= Jerry Agar =

American radio host

Jerry Agar is a conservative talk radio personality. Since 2010, he has been host of the Jerry Agar Show on CFRB.

== Life and career ==

Agar was born in Manitoba. After years of working as a disc jockey in Canada he moved to the United States and became a talk radio host at WPTF in Raleigh, North Carolina in 2000. He subsequently moved to KMBZ in Kansas City, WABC-AM in New York City and WLS-AM and WGN-AM in Chicago. He was a substitute host on G. Gordon Liddy's satellite radio show and Mark Levin's show. In February 2010, Agar joined CFRB in Toronto as host of The Jerry Agar Show on weekday mornings. He hosted a program on the Sun News Network from 3 to 5 pm Eastern weekdays, until the station's demise in 2015, and is a regular Tuesday columnist for the Toronto Sun.

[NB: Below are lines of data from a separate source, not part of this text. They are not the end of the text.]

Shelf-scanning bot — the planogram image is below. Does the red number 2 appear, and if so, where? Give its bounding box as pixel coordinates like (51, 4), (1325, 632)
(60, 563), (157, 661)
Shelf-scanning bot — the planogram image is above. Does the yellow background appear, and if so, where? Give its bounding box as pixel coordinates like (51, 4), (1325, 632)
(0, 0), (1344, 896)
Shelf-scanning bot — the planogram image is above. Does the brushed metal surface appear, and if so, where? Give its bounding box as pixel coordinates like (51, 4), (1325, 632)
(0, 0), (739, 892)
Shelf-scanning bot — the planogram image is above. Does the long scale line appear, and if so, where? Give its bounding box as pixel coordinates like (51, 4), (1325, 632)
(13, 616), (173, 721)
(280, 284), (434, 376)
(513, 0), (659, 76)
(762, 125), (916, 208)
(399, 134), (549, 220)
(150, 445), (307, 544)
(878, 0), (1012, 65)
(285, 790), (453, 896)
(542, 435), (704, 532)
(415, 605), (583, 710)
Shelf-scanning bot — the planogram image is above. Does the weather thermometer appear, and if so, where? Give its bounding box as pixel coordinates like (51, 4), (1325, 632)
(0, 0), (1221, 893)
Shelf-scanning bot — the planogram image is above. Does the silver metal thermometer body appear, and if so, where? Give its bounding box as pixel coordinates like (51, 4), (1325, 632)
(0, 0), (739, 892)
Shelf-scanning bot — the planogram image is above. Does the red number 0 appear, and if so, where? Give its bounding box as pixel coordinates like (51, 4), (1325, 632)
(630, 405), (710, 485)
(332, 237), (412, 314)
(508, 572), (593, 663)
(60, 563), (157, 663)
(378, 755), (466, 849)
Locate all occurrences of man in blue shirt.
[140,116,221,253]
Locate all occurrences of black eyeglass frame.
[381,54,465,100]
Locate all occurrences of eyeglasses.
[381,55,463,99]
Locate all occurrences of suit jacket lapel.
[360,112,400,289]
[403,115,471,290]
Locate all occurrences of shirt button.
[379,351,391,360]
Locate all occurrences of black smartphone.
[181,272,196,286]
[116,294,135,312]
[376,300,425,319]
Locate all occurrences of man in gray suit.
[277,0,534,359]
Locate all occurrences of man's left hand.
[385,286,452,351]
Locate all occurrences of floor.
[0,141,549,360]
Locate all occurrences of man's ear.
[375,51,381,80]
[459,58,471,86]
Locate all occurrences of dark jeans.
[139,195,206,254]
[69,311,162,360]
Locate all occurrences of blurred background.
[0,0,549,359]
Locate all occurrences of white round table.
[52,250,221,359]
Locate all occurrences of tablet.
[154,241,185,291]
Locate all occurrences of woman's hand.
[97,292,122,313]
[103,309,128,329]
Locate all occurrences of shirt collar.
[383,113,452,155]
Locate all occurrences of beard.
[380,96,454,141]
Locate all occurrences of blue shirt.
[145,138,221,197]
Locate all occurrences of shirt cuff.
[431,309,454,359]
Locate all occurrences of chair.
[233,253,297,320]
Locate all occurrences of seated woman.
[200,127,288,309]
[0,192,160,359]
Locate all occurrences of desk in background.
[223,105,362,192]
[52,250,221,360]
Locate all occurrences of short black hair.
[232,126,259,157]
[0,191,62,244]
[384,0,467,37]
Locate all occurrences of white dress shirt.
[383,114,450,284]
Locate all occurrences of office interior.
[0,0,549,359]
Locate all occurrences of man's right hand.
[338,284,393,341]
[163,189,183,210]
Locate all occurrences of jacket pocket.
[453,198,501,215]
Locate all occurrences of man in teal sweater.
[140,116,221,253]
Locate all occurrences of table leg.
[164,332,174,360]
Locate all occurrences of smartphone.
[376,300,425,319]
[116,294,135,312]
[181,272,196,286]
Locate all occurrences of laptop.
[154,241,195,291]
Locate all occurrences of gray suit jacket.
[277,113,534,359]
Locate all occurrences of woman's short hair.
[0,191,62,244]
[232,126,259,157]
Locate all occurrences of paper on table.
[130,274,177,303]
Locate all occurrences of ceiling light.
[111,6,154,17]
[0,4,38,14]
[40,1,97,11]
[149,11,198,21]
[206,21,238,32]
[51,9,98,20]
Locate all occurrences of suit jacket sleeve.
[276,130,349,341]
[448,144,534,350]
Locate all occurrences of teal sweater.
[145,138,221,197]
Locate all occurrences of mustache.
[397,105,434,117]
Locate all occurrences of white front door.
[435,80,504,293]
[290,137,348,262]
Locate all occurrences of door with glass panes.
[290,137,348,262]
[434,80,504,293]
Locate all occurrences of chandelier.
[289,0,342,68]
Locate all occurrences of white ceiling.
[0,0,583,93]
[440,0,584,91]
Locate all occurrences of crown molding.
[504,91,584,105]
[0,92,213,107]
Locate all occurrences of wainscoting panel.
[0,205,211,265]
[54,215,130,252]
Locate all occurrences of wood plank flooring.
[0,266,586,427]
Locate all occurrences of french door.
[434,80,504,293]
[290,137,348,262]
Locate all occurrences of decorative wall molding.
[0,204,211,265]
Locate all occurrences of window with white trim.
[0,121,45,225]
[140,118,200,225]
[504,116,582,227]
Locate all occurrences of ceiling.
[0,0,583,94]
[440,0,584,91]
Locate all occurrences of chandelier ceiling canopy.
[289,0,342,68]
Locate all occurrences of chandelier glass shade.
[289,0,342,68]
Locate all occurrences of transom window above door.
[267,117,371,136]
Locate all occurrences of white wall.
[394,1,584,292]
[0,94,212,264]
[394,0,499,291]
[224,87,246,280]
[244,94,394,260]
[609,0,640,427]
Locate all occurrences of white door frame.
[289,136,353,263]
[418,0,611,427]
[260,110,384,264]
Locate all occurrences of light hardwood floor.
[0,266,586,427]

Agar has published op-ed pieces in various American newspapers and was a featured columnist for the Kansas City Business Magazine. He was also a multimedia fellow with the Illinois Policy Institute.

== Beliefs ==

Agar has shown skepticism about the effects of man-made global warming on polar bears and has written many blog entries critical of the scientific consensus on global warming.

Agar is a strong advocate for the war on drugs when it comes to hard drugs like crack and heroin and has been very critical of the safe injection site Insite, the only legal supervised injection site in North America. This position has been the source of criticism.

Agar has also been critical of the Province of Ontario's decision to disallow Catholic school boards' banning of Gay Straight Alliances.